ICML Conference 2024 Conference Paper

Harnessing Neural Unit Dynamics for Effective and Scalable Class-Incremental Learning

  • Depeng Li 0001
  • Tianqi Wang
  • Junwei Chen
  • Wei Dai 0004
  • Zhigang Zeng

Class-incremental learning (CIL) aims to train a model to learn new classes from non-stationary data streams without forgetting old ones. In this paper, we propose a new kind of connectionist model by tailoring neural unit dynamics that adapt the behavior of neural networks for CIL. In each training session, it introduces a supervisory mechanism to guide network expansion whose growth size is compactly commensurate with the intrinsic complexity of a newly arriving task. This constructs a near-minimal network while allowing the model to expand its capacity when cannot sufficiently hold new classes. At inference time, it automatically reactivates the required neural units to retrieve knowledge and leaves the remaining inactivated to prevent interference. We name our model AutoActivator, which is effective and scalable. To gain insights into the neural unit dynamics, we theoretically analyze the model’s convergence property via a universal approximation theorem on learning sequential mappings, which is under-explored in the CIL community. Experiments show that our method achieves strong CIL performance in rehearsal-free and minimal-expansion settings with different backbones.

AAAI Conference 2024 Conference Paper

Towards Continual Learning Desiderata via HSIC-Bottleneck Orthogonalization and Equiangular Embedding

  • Depeng Li
  • Tianqi Wang
  • Junwei Chen
  • Qining Ren
  • Kenji Kawaguchi
  • Zhigang Zeng

Deep neural networks are susceptible to catastrophic forgetting when trained on sequential tasks. Various continual learning (CL) methods often rely on exemplar buffers or/and network expansion for balancing model stability and plasticity, which, however, compromises their practical value due to privacy and memory concerns. Instead, this paper considers a strict yet realistic setting, where the training data from previous tasks is unavailable and the model size remains relatively constant during sequential training. To achieve such desiderata, we propose a conceptually simple yet effective method that attributes forgetting to layer-wise parameter overwriting and the resulting decision boundary distortion. This is achieved by the synergy between two key components: HSIC-Bottleneck Orthogonalization (HBO) implements non-overwritten parameter updates mediated by Hilbert-Schmidt independence criterion in an orthogonal space and EquiAngular Embedding (EAE) enhances decision boundary adaptation between old and new tasks with predefined basis vectors. Extensive experiments demonstrate that our method achieves competitive accuracy performance, even with absolute superiority of zero exemplar buffer and 1.02x the base model.

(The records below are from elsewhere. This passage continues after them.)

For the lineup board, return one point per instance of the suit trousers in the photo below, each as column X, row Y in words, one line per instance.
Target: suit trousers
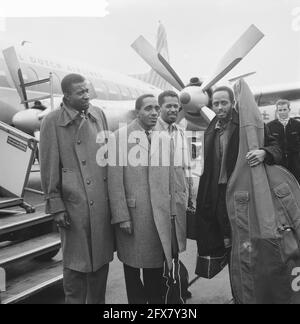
column 149, row 291
column 85, row 288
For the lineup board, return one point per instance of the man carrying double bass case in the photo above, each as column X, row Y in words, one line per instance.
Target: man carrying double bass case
column 221, row 149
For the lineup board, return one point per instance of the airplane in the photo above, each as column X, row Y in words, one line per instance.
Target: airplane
column 115, row 93
column 194, row 99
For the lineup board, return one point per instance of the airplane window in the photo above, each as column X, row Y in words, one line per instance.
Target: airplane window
column 114, row 91
column 125, row 92
column 56, row 83
column 101, row 90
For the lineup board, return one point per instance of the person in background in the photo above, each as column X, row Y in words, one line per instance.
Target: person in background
column 287, row 131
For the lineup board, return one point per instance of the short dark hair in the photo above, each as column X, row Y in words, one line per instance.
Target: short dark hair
column 226, row 89
column 283, row 102
column 167, row 93
column 69, row 80
column 140, row 99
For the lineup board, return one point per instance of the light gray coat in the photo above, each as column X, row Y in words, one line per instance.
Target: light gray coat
column 141, row 194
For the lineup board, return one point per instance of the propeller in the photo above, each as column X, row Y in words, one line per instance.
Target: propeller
column 157, row 62
column 196, row 96
column 235, row 54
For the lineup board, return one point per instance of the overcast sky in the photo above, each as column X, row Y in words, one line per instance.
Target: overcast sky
column 199, row 33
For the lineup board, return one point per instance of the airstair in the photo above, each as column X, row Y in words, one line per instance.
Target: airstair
column 29, row 241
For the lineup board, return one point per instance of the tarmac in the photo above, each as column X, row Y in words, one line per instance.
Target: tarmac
column 204, row 291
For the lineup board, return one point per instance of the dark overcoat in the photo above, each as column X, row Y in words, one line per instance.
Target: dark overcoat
column 289, row 140
column 209, row 234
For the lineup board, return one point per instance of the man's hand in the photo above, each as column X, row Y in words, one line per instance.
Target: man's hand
column 256, row 157
column 62, row 220
column 127, row 227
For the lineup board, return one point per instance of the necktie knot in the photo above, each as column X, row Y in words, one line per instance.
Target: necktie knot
column 148, row 136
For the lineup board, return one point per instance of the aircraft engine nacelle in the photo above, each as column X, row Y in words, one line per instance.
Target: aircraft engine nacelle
column 193, row 99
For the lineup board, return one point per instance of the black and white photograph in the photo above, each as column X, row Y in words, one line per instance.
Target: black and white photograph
column 150, row 154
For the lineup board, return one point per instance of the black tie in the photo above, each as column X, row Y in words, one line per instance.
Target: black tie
column 148, row 136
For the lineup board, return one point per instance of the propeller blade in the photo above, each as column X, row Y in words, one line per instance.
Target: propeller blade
column 157, row 62
column 236, row 53
column 242, row 76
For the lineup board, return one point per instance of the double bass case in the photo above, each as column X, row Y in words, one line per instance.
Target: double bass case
column 264, row 209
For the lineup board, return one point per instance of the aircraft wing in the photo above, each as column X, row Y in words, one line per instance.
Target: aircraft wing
column 269, row 95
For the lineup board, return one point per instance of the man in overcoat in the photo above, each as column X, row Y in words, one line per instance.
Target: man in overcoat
column 140, row 202
column 75, row 188
column 287, row 131
column 221, row 145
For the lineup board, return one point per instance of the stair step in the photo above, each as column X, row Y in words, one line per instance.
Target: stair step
column 33, row 282
column 6, row 202
column 16, row 222
column 29, row 249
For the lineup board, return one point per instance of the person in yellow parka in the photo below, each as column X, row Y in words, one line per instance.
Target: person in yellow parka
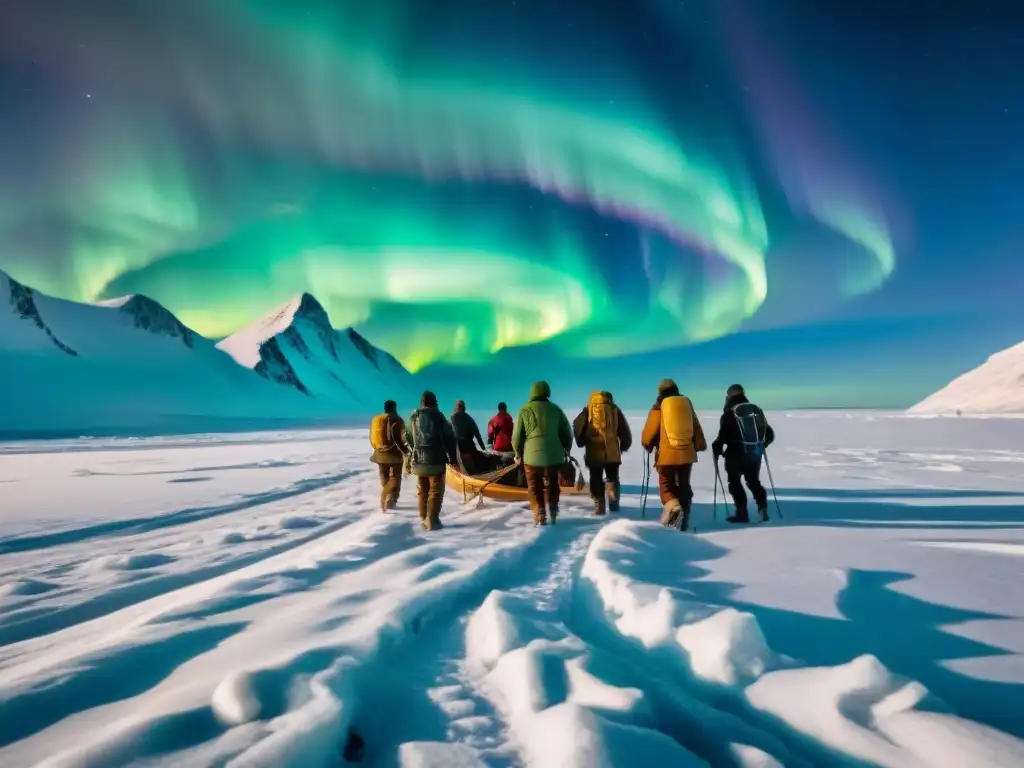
column 387, row 436
column 604, row 434
column 674, row 433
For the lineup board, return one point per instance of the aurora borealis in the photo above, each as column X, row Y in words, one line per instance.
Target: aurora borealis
column 460, row 180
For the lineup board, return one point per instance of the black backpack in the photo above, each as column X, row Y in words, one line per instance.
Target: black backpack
column 429, row 436
column 753, row 427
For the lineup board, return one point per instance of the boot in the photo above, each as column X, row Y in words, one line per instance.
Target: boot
column 435, row 513
column 671, row 513
column 421, row 500
column 612, row 488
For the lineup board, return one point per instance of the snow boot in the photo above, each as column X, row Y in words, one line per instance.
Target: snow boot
column 421, row 502
column 671, row 514
column 612, row 488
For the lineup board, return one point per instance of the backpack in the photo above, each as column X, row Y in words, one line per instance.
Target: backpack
column 753, row 428
column 677, row 421
column 429, row 438
column 601, row 420
column 380, row 432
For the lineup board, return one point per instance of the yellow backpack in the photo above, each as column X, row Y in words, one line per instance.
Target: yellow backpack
column 380, row 432
column 677, row 421
column 603, row 422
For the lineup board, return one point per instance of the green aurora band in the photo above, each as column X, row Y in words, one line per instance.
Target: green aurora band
column 300, row 146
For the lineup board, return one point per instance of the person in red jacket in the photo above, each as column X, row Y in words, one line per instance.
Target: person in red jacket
column 500, row 430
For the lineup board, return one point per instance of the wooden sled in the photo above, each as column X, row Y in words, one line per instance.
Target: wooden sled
column 471, row 485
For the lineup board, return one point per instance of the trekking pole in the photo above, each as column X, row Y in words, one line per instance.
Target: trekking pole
column 771, row 481
column 721, row 484
column 645, row 488
column 714, row 509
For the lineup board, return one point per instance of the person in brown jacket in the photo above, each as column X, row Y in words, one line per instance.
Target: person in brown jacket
column 673, row 432
column 387, row 435
column 604, row 434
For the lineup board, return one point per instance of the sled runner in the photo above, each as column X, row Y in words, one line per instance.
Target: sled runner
column 471, row 484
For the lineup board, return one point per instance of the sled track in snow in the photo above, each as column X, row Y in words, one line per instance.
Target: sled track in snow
column 430, row 681
column 444, row 697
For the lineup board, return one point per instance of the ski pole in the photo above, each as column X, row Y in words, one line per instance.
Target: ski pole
column 645, row 488
column 714, row 509
column 771, row 481
column 721, row 484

ICRA Conference 2021 Conference Paper

Robust Navigation for Racing Drones based on Imitation Learning and Modularization

  • Tianqi Wang
  • Dong Eui Chang

This paper presents a vision-based modularized drone racing navigation system that uses a customized convolutional neural network (CNN) for the perception module to produce high-level navigation commands and then leverages a state-of-the-art planner and controller to generate low-level control commands, thus exploiting the advantages of both data- based and model-based approaches. Unlike the state-of-the-art method, which only takes the current camera image as the CNN input, we further add the latest three estimated drone states as part of the inputs. Our method outperforms the state-of-the-art method in various track layouts and offers two switchable navigation behaviors with a single trained network. The CNN-based perception module is trained to imitate an expert policy that automatically generates ground truth navigation commands based on the pre-computed global trajectories. Owing to the extensive randomization and our modified dataset aggregation (DAgger) policy during data collection, our navigation system, which is purely trained in simulation with synthetic textures, successfully operates in environments with randomly-chosen photo-realistic textures without further fine-tuning.